Here follow criticisms of the religious school of morals, which bases its system on the will of God, and of the school of "pure intuitionists," who hold "that men have been divinely endowed with moral faculties." "It must be either admitted or denied that the acts called good and the acts called bad naturally conduce, the one to human well-being and the other to human ill-being. Is it admitted? Then the admission amounts to an assertion that the conduciveness is shown by experience; and this involves abandonment of the doctrine that there is no origin for morals apart from divine injunctions. Is it denied that acts classed as good and bad differ in their effects? Then it is tacitly affirmed that human affairs would go on just as well in ignorance of the distinction; and the alleged need for commandments from God disappears." To affirm that we know some things to be right and other things to be wrong, by virtue of a supernaturally given conscience; and thus tacitly to affirm that we do not otherwise know right from wrong, is tacitly to deny any natural relations between acts and results. For if there exist any such relations, then we may ascertain by induction, or deduction, or both, what these are. And if it be admitted that because of such natural relations happiness is produced by this kind of conduct, which is therefore to be approved; while misery is produced by that kind of conduct, which is therefore to be condemned; then it is admitted that the rightness or wrongness of actions is determinable, and must finally be determined, by the goodness or badness of the effects that flow from them, which is contrary to the hypothesis. Spencer also repeats and enlarges upon his formerly stated objections to utilitarianism as superficial: "The utilitarianism which recognizes only the principles of conduct reached by induction, is but preparatory to the utilitarianism which deduces these principles from the processes of life as carried on under established conditions of existence."

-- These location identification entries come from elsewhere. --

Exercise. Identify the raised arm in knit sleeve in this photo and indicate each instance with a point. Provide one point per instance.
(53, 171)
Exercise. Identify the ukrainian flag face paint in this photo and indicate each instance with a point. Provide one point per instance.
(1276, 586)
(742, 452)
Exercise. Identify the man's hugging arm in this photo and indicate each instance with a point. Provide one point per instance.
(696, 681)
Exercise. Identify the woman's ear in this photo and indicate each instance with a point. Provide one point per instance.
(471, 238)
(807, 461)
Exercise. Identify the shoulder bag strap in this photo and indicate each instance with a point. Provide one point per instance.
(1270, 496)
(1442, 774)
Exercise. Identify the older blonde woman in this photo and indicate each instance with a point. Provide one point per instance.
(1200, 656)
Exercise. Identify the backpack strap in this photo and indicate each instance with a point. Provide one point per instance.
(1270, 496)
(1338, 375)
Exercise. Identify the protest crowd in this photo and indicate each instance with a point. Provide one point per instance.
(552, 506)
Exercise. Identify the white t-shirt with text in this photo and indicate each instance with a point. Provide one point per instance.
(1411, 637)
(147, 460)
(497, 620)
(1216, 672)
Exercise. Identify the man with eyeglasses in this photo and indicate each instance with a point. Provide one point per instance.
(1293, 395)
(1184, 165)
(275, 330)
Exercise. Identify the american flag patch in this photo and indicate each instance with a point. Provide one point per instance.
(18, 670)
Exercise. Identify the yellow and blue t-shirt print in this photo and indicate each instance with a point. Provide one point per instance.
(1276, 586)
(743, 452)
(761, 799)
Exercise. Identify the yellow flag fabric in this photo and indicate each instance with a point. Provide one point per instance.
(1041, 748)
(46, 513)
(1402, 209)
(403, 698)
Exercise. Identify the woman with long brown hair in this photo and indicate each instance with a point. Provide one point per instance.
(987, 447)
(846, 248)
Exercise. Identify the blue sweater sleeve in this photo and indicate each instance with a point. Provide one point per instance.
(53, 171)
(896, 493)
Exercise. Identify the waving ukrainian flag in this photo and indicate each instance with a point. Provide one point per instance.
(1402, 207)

Every science begins by accumulating observations, and presently generalizes these empirically, but only when it reaches the stage at which its empirical generalizations are included in a rational generalization, does it become developed science. So with Ethics; a preparation in the simpler sciences is presupposed. It has a biological aspect; since it concerns certain effects, inner and outer, individual and social, of the vital changes going on in the highest type of animals. It has a psychological aspect; for its subject-matter is an aggregate of actions that are prompted by feelings and guided by intelligence. And it has a sociological aspect; for these actions, some of them directly, and all of them indirectly, affect associated beings. Belonging under one aspect of each of these sciences,—physical, biological, psychological, sociological,—it can find its ultimate interpretations only in those fundamental truths which are common to all of them, as different aspects of evolving life.